Pour le centriste non plus, la sortie de crise ne passe pas par un premier ministre de gauche. « Les socialistes nous sanctionnent et il faudrait le lendemain matin les soutenir ? Et à l’approche des municipales ? » s’étonne Hervé Marseille, pour qui le salut passe encore par « un premier ministre du socle commun, qui devra négocier avec le PS, c’est une obligation. Il n’y a pas d’autre solution. Mais il faut que chacun fasse preuve de responsabilité, car les propositions du PS, c’est 30 milliards d’impôts en plus. C’est inacceptable ». Il y a peut-être encore du chemin, avant de trouver des compromis.

« François Bayrou a préféré le monologue au dialogue, ce n’est pas une surprise », pointe Nathalie Loiseau

Du côté du parti d’Edouard Philippe, Horizons, on renvoie ce soir dos à dos les deux bords de l’échiquier politique. « L’extrême-droite vomit la gauche à longueur de journée, la gauche en fait autant vis-à-vis de l’extrême-droite, mais elles n’ont aucun problème à joindre leurs voix. On ne doit pas l’ignorer », réagit l’eurodéputée Nathalie Loiseau. « Le RN voulait s’embourgeoiser en se rendant au MEDEF et en portant costume et cravate, mais en fait, ils n’écoutent personne et sont coresponsables de l’instabilité et de la bordelisation », dénonce la responsable d’Horizons.

Bien que membre de sa majorité, l’ancienne ministre des Affaires européennes n’est pas tendre non plus avec le premier ministre sortant. « François Bayrou a préféré le monologue au dialogue, ce n’est pas une surprise mais il a préféré avoir raison tout seul plutôt qu’essayer de convaincre. Tout cela est consternant. Les Français sont désabusés par leur classe politique et il faut dire que certains font tout pour cela », pointe du doigt Nathalie Loiseau. Elle estime qu’« il n’y a aucune bonne solution possible avant la présidentielle, donc il faut attendre 2027 en espérant limiter les dégâts ». Et d’ici là, « il faut un gouvernement de coalition qui accepte de gouverner sur un programme de compromis. Ce que font tous les pays européens autour de nous. Sauf à dégoûter complètement les Français des partis « de gouvernement » », met en garde l’eurodéputée.

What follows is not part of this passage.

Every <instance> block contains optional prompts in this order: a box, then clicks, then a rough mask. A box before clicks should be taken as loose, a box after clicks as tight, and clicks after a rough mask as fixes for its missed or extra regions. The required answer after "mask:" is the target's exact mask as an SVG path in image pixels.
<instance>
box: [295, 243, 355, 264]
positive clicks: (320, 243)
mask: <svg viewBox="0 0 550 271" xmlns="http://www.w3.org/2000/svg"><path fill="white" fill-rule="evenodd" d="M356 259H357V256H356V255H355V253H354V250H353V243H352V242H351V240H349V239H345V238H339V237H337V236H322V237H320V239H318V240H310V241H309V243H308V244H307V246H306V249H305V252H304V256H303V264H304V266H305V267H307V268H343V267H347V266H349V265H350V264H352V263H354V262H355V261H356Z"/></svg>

Pour Matignon, Sébastien Lecornu, Gérald Darmanin, Eric Lombard, Nicolas Revel ?

Même si le sujet est toujours glissant, reste la question, dont seul Emmanuel Macron a la réponse : celle du « qui » ? Du côté de l’UDI, on verrait d’un bon œil Jean-Louis Borloo. « Oui bien sûr. Il fait partie des gens qui peuvent contribuer à remettre ce pays sur les rails. Il a des idées, il est innovant », soutient Hervé Marseille.

Les autres noms qui circulent sont connus et habituels, maintenant, à chaque remaniement : Gérard Darmanin, qui a le défaut d’être un potentiel candidat en 2027, Catherine Vautrin qui a l’avantage de n’être candidate à rien, ou encore le ministre des Armées, Sébastien Lecornu, dont la cote remonte ces derniers jours – le président testant son nom auprès de ses interlocuteurs – ou encore celui de l’Economie, Eric Lombard, qui mise sur ses contacts à gauche et fait campagne pour Matignon. Pourquoi pas aussi l’ancien ministre de l’Agriculture, Julien Denormandie, macroniste historique, qui revient aussi à chaque fois. Ou, plus risqué, un nouveau nom qui sort du chapeau : Nicolas Revel. L’actuel directeur de l’Assistance publique – Hôpitaux de Paris (AP-HP) est surtout l’ancien directeur de cabinet de Jean Castex, à Matignon, et ex-secrétaire général adjoint de la présidence de la République de François Hollande. Mais attention, le « name dropping » devrait encore continuer quelques jours.